I have two boys and both of them have an xbox (slim - not xbox One). For xmas, we bought them xbox live credits (or whatever it is you buy), but only one xbox can connect to xbox live through my router. I can alternate which one, but it's a lot of faffing about and I don't understand why both xbox's can't just connect at the same time.

It seems like it's a known conflict between BT's Homehub and xbox live. something to do with NAT, but I'm a bit clueless with this type of thing, so I'm just throwing the question out there; does anyone know how to overcome this, or does anyone know whether one (or two) of these TP-Link AV200 Powerline Adapters (or similar) would cure it and allow both my boys to access xbox live at the same time?


----------



## Rabidracoon28 (May 31, 2012)

We have 3 xbox live accounts running through a Sky Fibre router at the same time. Don't know why the BT one should cause a problem? I don't know if the adapters will improve matters but for less than £19, it's not too expensive to give it a try.


----------



## Joe pd (Dec 2, 2009)

Spinonit said:


> I have two boys and both of them have an xbox (slim - not xbox One). For xmas, we bought them xbox live credits (or whatever it is you buy), but only one xbox can connect to xbox live through my router. I can alternate which one, but it's a lot of faffing about and I don't understand why both xbox's can't just connect at the same time.
> 
> It seems like it's a known conflict between BT's Homehub and xbox live. something to do with NAT, but I'm a bit clueless with this type of thing, so I'm just throwing the question out there; does anyone know how to overcome this, or does anyone know whether one (or two) of these TP-Link AV200 Powerline Adapters (or similar) would cure it and allow both my boys to access xbox live at the same time?

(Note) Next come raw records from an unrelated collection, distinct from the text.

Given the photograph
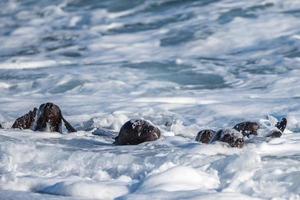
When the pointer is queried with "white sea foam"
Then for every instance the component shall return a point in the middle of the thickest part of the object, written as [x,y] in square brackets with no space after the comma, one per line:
[181,65]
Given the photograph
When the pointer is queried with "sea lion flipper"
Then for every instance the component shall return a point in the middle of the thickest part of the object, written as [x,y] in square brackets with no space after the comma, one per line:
[282,124]
[68,126]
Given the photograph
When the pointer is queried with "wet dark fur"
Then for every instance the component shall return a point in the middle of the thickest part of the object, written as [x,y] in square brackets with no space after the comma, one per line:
[26,121]
[205,136]
[231,139]
[247,128]
[48,115]
[137,131]
[208,136]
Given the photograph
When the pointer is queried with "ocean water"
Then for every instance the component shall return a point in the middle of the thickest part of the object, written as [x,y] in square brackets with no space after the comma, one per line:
[184,65]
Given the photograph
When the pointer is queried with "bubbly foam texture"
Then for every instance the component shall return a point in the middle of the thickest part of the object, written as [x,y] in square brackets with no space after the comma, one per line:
[182,65]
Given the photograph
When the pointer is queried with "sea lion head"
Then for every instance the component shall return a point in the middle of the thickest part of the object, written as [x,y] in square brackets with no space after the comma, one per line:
[247,128]
[137,131]
[232,137]
[49,118]
[205,136]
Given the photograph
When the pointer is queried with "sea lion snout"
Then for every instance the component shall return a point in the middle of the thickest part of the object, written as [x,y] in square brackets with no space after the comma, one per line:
[247,128]
[136,132]
[49,118]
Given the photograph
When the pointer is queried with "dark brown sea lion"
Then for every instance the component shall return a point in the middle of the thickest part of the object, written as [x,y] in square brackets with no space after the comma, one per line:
[137,131]
[206,136]
[247,128]
[230,136]
[47,118]
[251,128]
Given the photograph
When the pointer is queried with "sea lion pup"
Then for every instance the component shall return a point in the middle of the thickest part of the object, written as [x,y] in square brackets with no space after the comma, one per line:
[47,118]
[137,131]
[230,136]
[251,128]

I think your problem is that both Xbox's are trying to connect using the same IP address. So if this is true what i would suggest is making one of them connect to the router manually.

How you do this is by going to your "Network Settings" under "System" and selecting the wireless adapter built into the Xbox. Now you want to change the settings to manually obtain the IP address, DNS etc so you should be able to use the following to connect:

IP Address - 192.168.1.83
Subnet Mask - 255.255.255.0
Default Gateway - 192.168.1.1

Primary DNS - 192.168.1.1
Secondary DNS - Leave this blank

Remember you only have to do this for one Xbox, the other should connect automatically. Once you save the settings above be sure to test if it can connect to the internet, this should put your NAT type on Open or Moderate.

Thanks,


----------